Researchers at Columbia University's Lamont-Doherty Earth Observatory recently resolved a long-standing contradiction about the workings of the deep Earth. For years, many geochemists have argued that parts of the deep mantle remain unchanged since the formation of the Earth, whereas many geophysicists and geodynamicists have held that the entire mantle has been convecting (moving and mixing) over geological time.
Based on a synthesis of data on global oceanic magmatism, Cornelia Class and Steven L. Goldstein show that the evidence actually favors whole-mantle convection, with the deepest parts of the Earth affected by the tectonic processes that occur at the surface.
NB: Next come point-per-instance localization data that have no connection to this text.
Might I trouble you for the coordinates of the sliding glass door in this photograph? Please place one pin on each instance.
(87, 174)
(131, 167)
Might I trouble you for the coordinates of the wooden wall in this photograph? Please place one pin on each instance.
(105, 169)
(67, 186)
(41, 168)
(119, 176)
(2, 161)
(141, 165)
Their study will appear in the August 25 issue of the journal Nature.
"For thirty years scientists have been debating whether there is a layer in the mantle that has remained unchanged since the formation of the Earth," said Class, a Doherty Associate Research Scientist. "The new on-line databases made it possible for the first time to reevaluate the geochemical arguments based on a complete synthesis of global data on oceanic basalts. We found that the strongest evidence previously put forth in favor of a layered mantle actually indicates the opposite is true."
The question of whether the Earth's interior operates on a "layered" or "whole-mantle" model is central to scientists' understanding of how the Earth loses its internal heat. The main process of heat loss occurs through melting of the mantle to form magma. If the layered model is correct, then a large portion of the deep earth never melts and never reaches the surface. Evaluations of seismic waves generated by earthquakes indicate that continental and oceanic plates sink all the way to the core-mantle boundary, an observation that supports whole-mantle convection. However, evidence from trace amounts of helium in lavas have been interpreted as requiring that the mantle is composed of layers that are isolated from each other.
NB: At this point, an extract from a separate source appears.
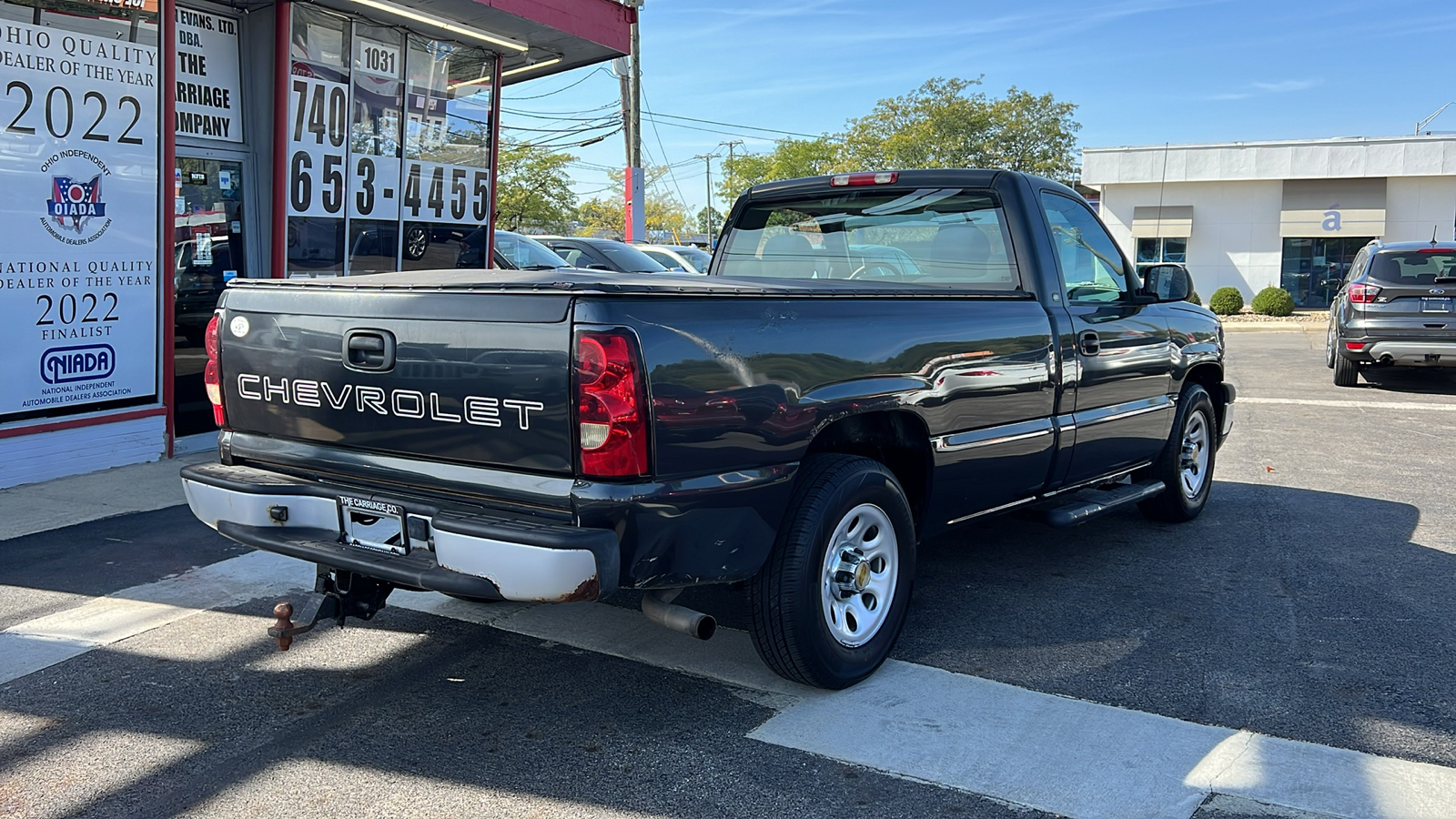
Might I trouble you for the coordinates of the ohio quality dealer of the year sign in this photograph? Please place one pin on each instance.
(79, 206)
When magma is erupted by volcanoes, helium and other gasses from the mantle are expelled to the atmosphere. Unlike other gases, the helium is so light that it is lost forever to space. As a result, the Earth's inventory of 3He, the light isotope of helium, is considered "primordial," dating from the time of the formation of the planet. Indications of a high proportion of primordial helium in ocean island lavas, like those found in Hawaii, have been taken as evidence for a layer in the deep mantle that has never been melted and, hence, never degassed.
"This result adds to growing evidence that most of Earth's mantle has been subject to the same forces that drive the movements of Earth's crust," said Sonia Esperanca, a Program Director in the National Science Foundation's Division of Earth Sciences, which funded the research.
Class and Goldstein's re-evaluation of this concept of the inner Earth was based on their work with two new databases that for the first time compile all of the published data on the geochemistry of oceanic volcanism around the world: the Petrological Database of Ocean Floor Basalts (PetDB, based at Lamont) and Geochemistry of Rocks from the Oceans and Continents (GEOROC).
It has long been known that the upper mantle sources of basalt found at mid-ocean ridges, formed by sea floor spreading, have been previously melted to form oceanic and continental crust. The new global data synthesis demonstrates that the ocean island lavas that are chemically most like mid-ocean ridge basalt also contain the highest primordial helium signal. As a result, this helium signal actually indicates previous processing by plate tectonics, rather than a primordial mantle source. Class and Goldstein conclude that helium must be degassed inefficiently to the atmosphere through volcanic processes and enough remains in the mantle during melting to give the false impression that the deep mantle is primordial.
"Our results mean we can dispense once and for all with the argument that the helium data require a primordial layer in the mantle, whose existence has been difficult to reconcile with the rest of what we know about how the Earth works," said Goldstein, a professor of Earth and Environmental Sciences at Columbia University and member of the Lamont-Doherty senior staff. "The implications of our work will be hotly debated, but I expect these new observations to change the way we view deep-Earth dynamics."
The study was funded by the National Science Foundation.